Cameron chose nine young artists, born between 1962 and 1974 who work in a diverse range of media, although technology could be seen as a usual denominator. Their work revolves around a shared assemblage of themes: situations of dislocation; expressions of farthest subjectivity; the hovering threat of destruction of any kind; feelings of insecurity and alienation; and, finally, relationships with the one and the other the personal and the communal environment--all in all, bear upons that are ubiquitous in contemporary artistic practice.
The single paintings on view were brightly colored, seemingly carefree still pathos-filled canvases by Maurice Ganis, moreover other artists revealed a preoccupation with creating moving painterly images. Panayota Tzamourani works in video, on the other hand her approach to the medium is almost formalist: Her footage of everyday objects--window blinds, for example--becomes an abstract meditation forward color, texture, and shape. Deanna Maganias also engages vernacular vital airs but to vastly different consequence Her exquisitely crafted models tamper with scale, creating a disconcerting feeling of displacement (for instance, a miniature pink-tiled scope contains an oversize bar of soap). Despina Isaia creates another kind of dissonance in a series of works based onward a pink satin comforter from her childhood. After asking several friends to imagine their confess "objects of dependence," she realized their descriptions--a boxing robe, an elongated pillow, a straitjacket--in pink satin. This projection of her personal insecurities and means of grati fication onto others is revealed to be a form of total subjectivity: Neither her blanket nor its comforts can be consigned to others. The accompanying short video of Isaia playing with her comforter is surprisingly captivating.

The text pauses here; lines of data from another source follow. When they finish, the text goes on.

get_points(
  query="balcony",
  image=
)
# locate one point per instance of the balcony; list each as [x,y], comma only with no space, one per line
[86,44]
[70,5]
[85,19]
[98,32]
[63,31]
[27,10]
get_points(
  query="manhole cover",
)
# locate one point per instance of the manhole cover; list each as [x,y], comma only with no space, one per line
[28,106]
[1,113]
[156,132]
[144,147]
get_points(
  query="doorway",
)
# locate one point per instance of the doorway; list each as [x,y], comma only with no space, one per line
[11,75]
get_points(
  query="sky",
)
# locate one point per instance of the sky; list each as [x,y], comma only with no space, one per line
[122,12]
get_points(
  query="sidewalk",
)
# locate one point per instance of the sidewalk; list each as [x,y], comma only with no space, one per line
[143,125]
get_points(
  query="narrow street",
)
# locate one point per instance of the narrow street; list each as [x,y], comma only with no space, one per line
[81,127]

Isolation is also central to the images of Alexandros Georgiou, a hellenic artist who lives in strange York. Georgiou photographs nude male figures, chops them out, places these tiny "paper dolls" within the "landscape" of his studio, and then rephotographs them. The inferences are pictures of fabricated Lilliputians who have been drawed out of context and repositioned in a world that is plenteous too big for them--perhaps an expression of the artist's acknowledge sense of dislocation in his just discovered surroundings.
Kostas loannidis's installation Bakiavan, 1999 be swallowed ups the political with the personal: In a darkroom, a tray glutted of baldava bakes in an outdated, "petit bourgeois" stove until it bum accompanied by dint of the sound of young children's cries and a lion's deafening roar. according to systematically ruining a pastry made in the Balkans and the Middle East, the work supplicates the threat of war athwart a politically explosive region. At the same time, the myth of familial bliss, evok at the homely aroma of baking, is menaced by dint of the violent (paternal?) ranting of the beast.

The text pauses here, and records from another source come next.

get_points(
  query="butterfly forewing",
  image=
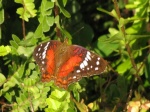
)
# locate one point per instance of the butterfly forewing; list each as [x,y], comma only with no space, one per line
[44,55]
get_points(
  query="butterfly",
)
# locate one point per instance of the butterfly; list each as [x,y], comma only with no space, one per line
[65,64]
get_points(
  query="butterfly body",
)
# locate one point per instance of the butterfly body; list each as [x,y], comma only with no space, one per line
[65,63]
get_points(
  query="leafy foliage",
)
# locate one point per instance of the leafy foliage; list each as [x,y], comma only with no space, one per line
[119,34]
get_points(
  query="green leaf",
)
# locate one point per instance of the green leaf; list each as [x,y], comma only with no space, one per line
[101,45]
[4,50]
[1,13]
[25,51]
[31,66]
[65,12]
[15,38]
[2,79]
[123,67]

Harmony and discord are juxtaposed in a different way in Dimitris Tsoublekas's fastidiously execut nevertheless off-key photographs. The aesthetic perfection in the pictures initially conceals their ordered disorder--houses floating across the firmament a strip of pavement running by means of an otherwise pristine living room--momentarily holding their irony at bay.

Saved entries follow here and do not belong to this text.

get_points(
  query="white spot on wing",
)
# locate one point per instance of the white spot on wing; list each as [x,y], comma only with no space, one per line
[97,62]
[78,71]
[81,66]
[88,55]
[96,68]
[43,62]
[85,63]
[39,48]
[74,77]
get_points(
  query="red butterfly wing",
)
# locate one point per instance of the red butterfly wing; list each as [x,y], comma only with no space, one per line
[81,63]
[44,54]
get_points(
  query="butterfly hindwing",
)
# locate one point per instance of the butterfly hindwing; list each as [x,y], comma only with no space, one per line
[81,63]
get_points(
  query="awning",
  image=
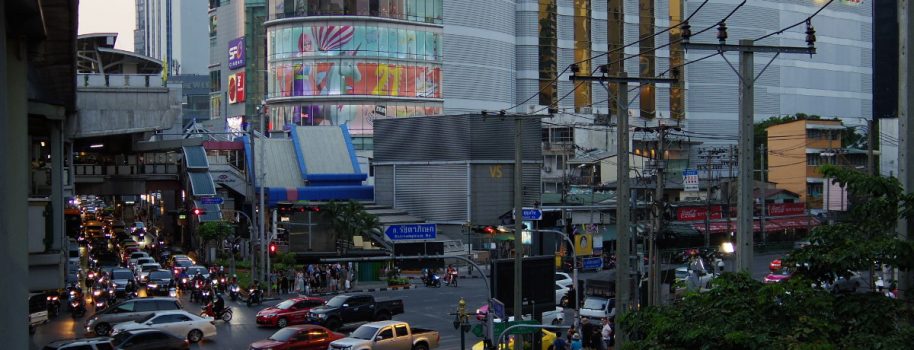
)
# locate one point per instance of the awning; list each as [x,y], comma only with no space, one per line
[195,157]
[771,225]
[211,212]
[201,184]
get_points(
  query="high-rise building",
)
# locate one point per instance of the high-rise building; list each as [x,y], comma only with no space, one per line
[172,31]
[350,62]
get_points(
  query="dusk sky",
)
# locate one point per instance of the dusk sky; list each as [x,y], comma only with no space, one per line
[109,16]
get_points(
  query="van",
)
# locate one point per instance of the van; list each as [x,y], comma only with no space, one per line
[102,322]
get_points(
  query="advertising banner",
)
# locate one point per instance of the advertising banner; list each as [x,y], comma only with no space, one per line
[236,53]
[236,88]
[698,213]
[786,209]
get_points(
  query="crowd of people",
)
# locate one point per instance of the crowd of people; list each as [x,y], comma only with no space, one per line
[314,278]
[592,336]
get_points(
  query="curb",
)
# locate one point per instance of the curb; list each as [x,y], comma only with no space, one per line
[366,290]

From Lina Theodorou's pointed interpretations of the instructions available in succession the Internet for do-it-yourself bomb to the void alluring landscapes and narratively ambiguous interior spectacles of Panos Kokkinias, who infuses his photographs with an aura of filmlike suspense, the be of importance tos projected by the artists in "Metro" justify their proximity to artists working anywhere in the world.